It’s one of those Sunday nights when I was thinking about a
blog post for this Monday morning.
I was going through a little used closet yesterday to see
what I could throw out, give away or sell.
Surprise! I found a canvas bag that I had been looking for
for several years. It had some electronic equipment that I could use today for
my weekly radio program on the Envision Radio Network. It was technical stuff
that still usable. Microphones, connecting cords, etc.
Smith/Sabatino has been slow to expand, but it’s still
viable and successful. If you get a chance to tune in, I hope you do. You can
find us on iHeart radio, ITunes, and on some stations that carry the American
Weekend Format.
But back to my find. In March of 1979 there was a partial
meltdown of a nuclear reactor at Three Mile Island in Pennsylvania. I was
reported on the story, not on location, but from the studio, so just in case
any radiation would head to the New York region I bought a Geiger counter. I
forgot I even had it. I put in new batteries and it worked.
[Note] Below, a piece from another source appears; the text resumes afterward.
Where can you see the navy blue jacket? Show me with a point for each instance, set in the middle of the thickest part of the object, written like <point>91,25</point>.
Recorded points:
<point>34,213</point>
I also found several cassette tapes of interviews I had done
way back when. I recognized the names of the subjects, but not the content and
I have no way today to play the old tapes.
I guess that’s the way it is. We save stuff figuring that we’d
either use it or hear it again in the future, but technology changes so fast
and we throw out the mechanisms that play it.
It’s probably the way it ought to be. Things that no longer
serve our best and noble interests are destined to oblivion. Memories have little value in our choices for the future.